Believe My Pain

Addressing pain inequity in healthcare at the source

My Role

For Advil's Pain Equity Project, I designed the digital hub that hosts stories from Black people's experiences in healthcare and resources to combat inequity.

Skills Involved: Creative Concepting, IA, Wireframing, UI, Prototyping, User Testing
Launch Date: September 2023
Agency: VMLY&R
Press: MM+M | Essence | Fortune

To achieve pain equity, we must start by listening to the Black community when they are in pain and believing their pain is real. To do that, we must end the systemic racial bias that has 50% of white medical trainees still believing the myth that Black people feel less pain and ultimately resulting in 3 in 4 Black patients believing there is bias in how their pain is diagnosed and treated.

‘Believe My Pain’ is the debut campaign for The Advil Pain Equity Project and it focuses on illuminating the issue of pain bias through the lens of real patient experiences.

iPhone users, turn off Low Power Mode to autoplay

The Process

Engaging in hard-to-swallow realities can be an uncomfortable ask, but by illuminating the problem, adding a unique textured style and mindful touchpoints, our team created an emotive microsite where content grows with the project initiative.

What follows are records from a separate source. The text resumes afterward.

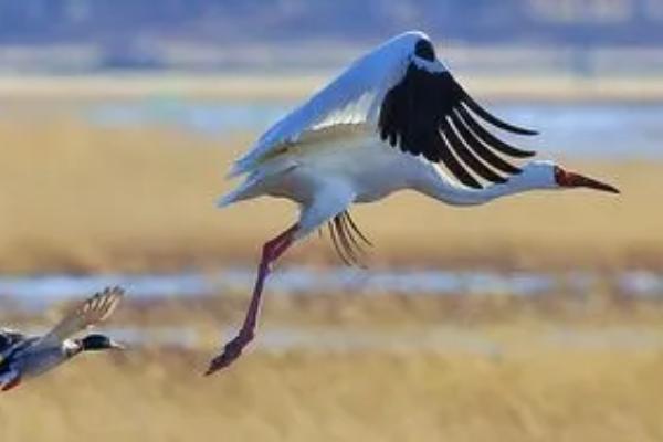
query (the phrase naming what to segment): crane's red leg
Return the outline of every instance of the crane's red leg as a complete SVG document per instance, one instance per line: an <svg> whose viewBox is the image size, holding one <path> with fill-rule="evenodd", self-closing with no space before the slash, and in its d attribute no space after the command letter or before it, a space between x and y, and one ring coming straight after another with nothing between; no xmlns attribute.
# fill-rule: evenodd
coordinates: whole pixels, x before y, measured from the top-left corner
<svg viewBox="0 0 663 442"><path fill-rule="evenodd" d="M9 381L8 383L6 383L4 386L2 386L2 391L9 391L14 387L18 387L19 383L21 383L21 377L17 376L15 378L13 378L11 381Z"/></svg>
<svg viewBox="0 0 663 442"><path fill-rule="evenodd" d="M244 317L244 324L242 324L242 328L240 328L238 336L225 344L223 347L223 352L212 359L210 368L207 370L206 375L211 375L230 366L236 358L240 357L244 347L246 347L246 345L253 340L255 328L257 326L257 316L260 314L262 291L265 278L272 270L272 263L274 263L274 261L276 261L293 243L293 235L296 230L297 224L293 225L263 245L262 257L260 261L260 266L257 267L257 280L255 281L253 296L251 297L246 316Z"/></svg>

We introduced the experience with a Manifesto, a Roundtable Discussion with Black healthcare experts and Personal Stories narrating individual struggles with the healthcare system.

Screenshot of Believe my pain wireframes of full site

Bottom Line

Pain bias in healthcare harms Black people and the 'Believe My Pain' microsite lives as a witness to those experiences while giving tools to patients and doctors to address bias at the source.

As a Black woman, my own healthcare journey has not been the easiest and I resonate with our cast who was brave enough to have their stories go public. To Etisyai, Mark, Inaayah, Deidra, and Mark — I thank you.